Another prominent theme in this book of how archives reflect social constructions such as the boundaries of a Nation is found in the topic of political censorship, particularly in the Uzbekistan article “Without the Past There is To Future.” Basically, archives are places where international scholars come and throw themselves at the mercy of the government, and the social standards of the archivists. Trying to work on preserving a politically dangerous history is something suited more for soldiers than for mild mannered intellectuals. 

I found Jennifer Milligan’s insight in her article “What is an Archive?” into the works of Foucault and Derrida were incisive and telling of all of the “Archive Stories.” Institutions that regulate knowledge regulate the power of the state, the knowledge-power relationship can be seen throughout the professionalization of academic institutions as the sources of cultivated, properly informed citizens. Of course what it means to be properly informed will be defined by what the state desires from its citizens, whether it is to forget the past or simply to remember it in a certain light. Archives are the raw datum with which these institutions function, and the keepers of this information (censored or not) are important regulators of the social hierarchy, even if they are resistors of the established state, (as was the case in Uzbekistan.)

Monday, October 25, 2010

Drunken Civil War Re-Enactors and Marxist Liberal Invasion!

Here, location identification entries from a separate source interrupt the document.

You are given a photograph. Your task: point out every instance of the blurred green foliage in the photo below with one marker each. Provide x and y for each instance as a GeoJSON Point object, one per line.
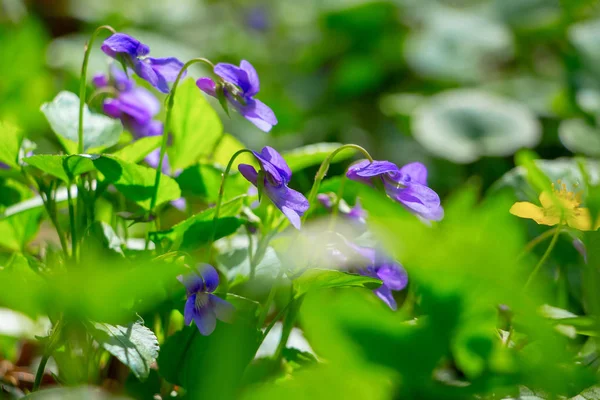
{"type": "Point", "coordinates": [459, 85]}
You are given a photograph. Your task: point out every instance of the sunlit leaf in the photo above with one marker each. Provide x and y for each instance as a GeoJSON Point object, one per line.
{"type": "Point", "coordinates": [315, 154]}
{"type": "Point", "coordinates": [579, 137]}
{"type": "Point", "coordinates": [136, 151]}
{"type": "Point", "coordinates": [197, 230]}
{"type": "Point", "coordinates": [317, 279]}
{"type": "Point", "coordinates": [134, 345]}
{"type": "Point", "coordinates": [63, 115]}
{"type": "Point", "coordinates": [195, 126]}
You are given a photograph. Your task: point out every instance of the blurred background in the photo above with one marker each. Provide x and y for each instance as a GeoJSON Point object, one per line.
{"type": "Point", "coordinates": [458, 84]}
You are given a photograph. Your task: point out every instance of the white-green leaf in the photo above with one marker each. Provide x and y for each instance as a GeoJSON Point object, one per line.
{"type": "Point", "coordinates": [195, 126]}
{"type": "Point", "coordinates": [464, 125]}
{"type": "Point", "coordinates": [134, 345]}
{"type": "Point", "coordinates": [135, 182]}
{"type": "Point", "coordinates": [446, 48]}
{"type": "Point", "coordinates": [579, 137]}
{"type": "Point", "coordinates": [63, 115]}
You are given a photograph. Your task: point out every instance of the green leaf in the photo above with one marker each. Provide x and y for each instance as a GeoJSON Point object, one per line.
{"type": "Point", "coordinates": [10, 144]}
{"type": "Point", "coordinates": [195, 126]}
{"type": "Point", "coordinates": [565, 169]}
{"type": "Point", "coordinates": [19, 229]}
{"type": "Point", "coordinates": [465, 125]}
{"type": "Point", "coordinates": [196, 230]}
{"type": "Point", "coordinates": [138, 150]}
{"type": "Point", "coordinates": [62, 167]}
{"type": "Point", "coordinates": [72, 393]}
{"type": "Point", "coordinates": [204, 180]}
{"type": "Point", "coordinates": [101, 241]}
{"type": "Point", "coordinates": [136, 182]}
{"type": "Point", "coordinates": [63, 115]}
{"type": "Point", "coordinates": [210, 366]}
{"type": "Point", "coordinates": [317, 279]}
{"type": "Point", "coordinates": [315, 154]}
{"type": "Point", "coordinates": [134, 345]}
{"type": "Point", "coordinates": [536, 177]}
{"type": "Point", "coordinates": [19, 280]}
{"type": "Point", "coordinates": [579, 137]}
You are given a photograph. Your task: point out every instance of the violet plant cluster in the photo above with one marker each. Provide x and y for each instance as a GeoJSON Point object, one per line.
{"type": "Point", "coordinates": [137, 108]}
{"type": "Point", "coordinates": [131, 91]}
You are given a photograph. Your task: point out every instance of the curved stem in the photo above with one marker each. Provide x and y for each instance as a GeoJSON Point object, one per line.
{"type": "Point", "coordinates": [265, 311]}
{"type": "Point", "coordinates": [323, 171]}
{"type": "Point", "coordinates": [288, 325]}
{"type": "Point", "coordinates": [543, 259]}
{"type": "Point", "coordinates": [83, 82]}
{"type": "Point", "coordinates": [336, 204]}
{"type": "Point", "coordinates": [40, 372]}
{"type": "Point", "coordinates": [52, 342]}
{"type": "Point", "coordinates": [166, 128]}
{"type": "Point", "coordinates": [72, 223]}
{"type": "Point", "coordinates": [99, 92]}
{"type": "Point", "coordinates": [537, 240]}
{"type": "Point", "coordinates": [222, 191]}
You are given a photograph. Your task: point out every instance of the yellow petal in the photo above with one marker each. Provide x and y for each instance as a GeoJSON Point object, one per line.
{"type": "Point", "coordinates": [547, 200]}
{"type": "Point", "coordinates": [525, 209]}
{"type": "Point", "coordinates": [581, 221]}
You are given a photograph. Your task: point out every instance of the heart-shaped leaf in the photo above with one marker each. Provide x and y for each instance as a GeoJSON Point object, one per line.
{"type": "Point", "coordinates": [99, 131]}
{"type": "Point", "coordinates": [134, 345]}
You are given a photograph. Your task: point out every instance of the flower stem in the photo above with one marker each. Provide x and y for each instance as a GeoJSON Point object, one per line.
{"type": "Point", "coordinates": [537, 240]}
{"type": "Point", "coordinates": [40, 372]}
{"type": "Point", "coordinates": [52, 342]}
{"type": "Point", "coordinates": [166, 128]}
{"type": "Point", "coordinates": [83, 82]}
{"type": "Point", "coordinates": [323, 171]}
{"type": "Point", "coordinates": [543, 259]}
{"type": "Point", "coordinates": [336, 204]}
{"type": "Point", "coordinates": [72, 223]}
{"type": "Point", "coordinates": [265, 311]}
{"type": "Point", "coordinates": [288, 325]}
{"type": "Point", "coordinates": [222, 192]}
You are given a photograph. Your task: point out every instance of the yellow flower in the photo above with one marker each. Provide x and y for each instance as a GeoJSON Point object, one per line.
{"type": "Point", "coordinates": [564, 208]}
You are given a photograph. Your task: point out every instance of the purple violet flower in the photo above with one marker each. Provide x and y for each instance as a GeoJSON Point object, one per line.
{"type": "Point", "coordinates": [276, 175]}
{"type": "Point", "coordinates": [391, 273]}
{"type": "Point", "coordinates": [203, 307]}
{"type": "Point", "coordinates": [159, 72]}
{"type": "Point", "coordinates": [133, 105]}
{"type": "Point", "coordinates": [406, 185]}
{"type": "Point", "coordinates": [240, 85]}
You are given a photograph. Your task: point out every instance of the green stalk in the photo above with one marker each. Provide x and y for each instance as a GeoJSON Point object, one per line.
{"type": "Point", "coordinates": [265, 311]}
{"type": "Point", "coordinates": [288, 325]}
{"type": "Point", "coordinates": [166, 128]}
{"type": "Point", "coordinates": [323, 171]}
{"type": "Point", "coordinates": [543, 259]}
{"type": "Point", "coordinates": [537, 240]}
{"type": "Point", "coordinates": [222, 191]}
{"type": "Point", "coordinates": [83, 82]}
{"type": "Point", "coordinates": [52, 342]}
{"type": "Point", "coordinates": [72, 223]}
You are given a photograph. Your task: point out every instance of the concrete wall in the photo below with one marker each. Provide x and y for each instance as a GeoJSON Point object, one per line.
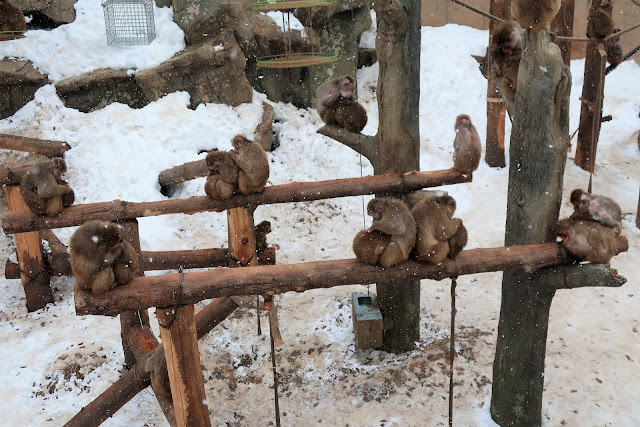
{"type": "Point", "coordinates": [440, 12]}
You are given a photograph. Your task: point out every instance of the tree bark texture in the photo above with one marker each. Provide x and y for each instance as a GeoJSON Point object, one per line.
{"type": "Point", "coordinates": [187, 288]}
{"type": "Point", "coordinates": [117, 210]}
{"type": "Point", "coordinates": [538, 151]}
{"type": "Point", "coordinates": [398, 148]}
{"type": "Point", "coordinates": [33, 145]}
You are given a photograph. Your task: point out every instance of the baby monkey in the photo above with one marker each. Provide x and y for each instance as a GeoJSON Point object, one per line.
{"type": "Point", "coordinates": [336, 106]}
{"type": "Point", "coordinates": [392, 220]}
{"type": "Point", "coordinates": [467, 147]}
{"type": "Point", "coordinates": [100, 258]}
{"type": "Point", "coordinates": [44, 191]}
{"type": "Point", "coordinates": [597, 208]}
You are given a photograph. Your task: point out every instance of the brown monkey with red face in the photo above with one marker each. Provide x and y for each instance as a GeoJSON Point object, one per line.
{"type": "Point", "coordinates": [336, 106]}
{"type": "Point", "coordinates": [505, 51]}
{"type": "Point", "coordinates": [12, 22]}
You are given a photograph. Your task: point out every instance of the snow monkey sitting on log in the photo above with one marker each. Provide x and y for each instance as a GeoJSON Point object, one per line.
{"type": "Point", "coordinates": [590, 240]}
{"type": "Point", "coordinates": [438, 231]}
{"type": "Point", "coordinates": [336, 106]}
{"type": "Point", "coordinates": [505, 50]}
{"type": "Point", "coordinates": [597, 208]}
{"type": "Point", "coordinates": [44, 191]}
{"type": "Point", "coordinates": [392, 234]}
{"type": "Point", "coordinates": [245, 169]}
{"type": "Point", "coordinates": [12, 22]}
{"type": "Point", "coordinates": [535, 14]}
{"type": "Point", "coordinates": [100, 258]}
{"type": "Point", "coordinates": [466, 145]}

Overall Bodnar’s article “Celebrating the nation was an interesting analysis of the ways in which Centennial celebrations have been problematized through government bureaucratic organization, personal/regional historical hijacking, and rampant consumerism. The article begins with the history of the American Civil War Centennial which essentially was describe those in the Governmental Agencies involved with organizing the event as not only a misrepresentation of history but a completely irreverent dishonor to those meant to be commemorated. Comments like “they ought to have use live ammo” in civil war re-enactments or that Mississippi’s state focused tourist trap celebration was its “secession in 1961” characterized unmanageable and ultimately doomed attempt at governmental regulation of state economic interests, ie tourism. These efforts may have been doomed for failure merely by the attempt to claim all who fought in the Civil war as heroes during a socially uneasy period, and I’m sure drunken civil war re-enactors and KKK displays next to confederate flags did not help.

However, Bodnar characterizes the American Revolution Bicentennial celebrations as beginning with much nobler hopes of widespread civic involvement and multiple cultural voices in the historical dialogue. Yet, there always has to be a wrench in the works. Rifkin and his People’s Bicentennial Movement is a man after my own heart. Although the article slightly unfavorably characterized him as a leftist upstart, he somehow managed to garner some public and political support to audaciously discredit the ARBA. He basically managed to infiltrate a government funded agency (the ARBA) with representatives of various marginalized social groups and “radical” social views. Although this may have taken away from the ARBA’s plan of a display of national unity, their objections are truly representative of the revolutionary American spirit, and the freedom of speech and assembly that the Revolution was fought for. Kudos to Rifkin.

Basically Bodnar demonstrates that regional and cultural interests inevitably get tied to any project especially when there is federal money at hand to stimulate industry and tourism. However, the main fault of the Civil War Commemorators was their dogmatic adherence to National ideals in order to efface a regional or cultural character to the histories. This simply won’t do because when the government makes decisions such as putting the main Centennial celebration in Virginia, another state is losing out. It is unfair to appropriate history in this way as a commodity that can be sold in order to promote one culture’s agendas but to stymie another’s. However, even at the state level there is always the possibility of misrepresenting a community or under representing a marginalized group.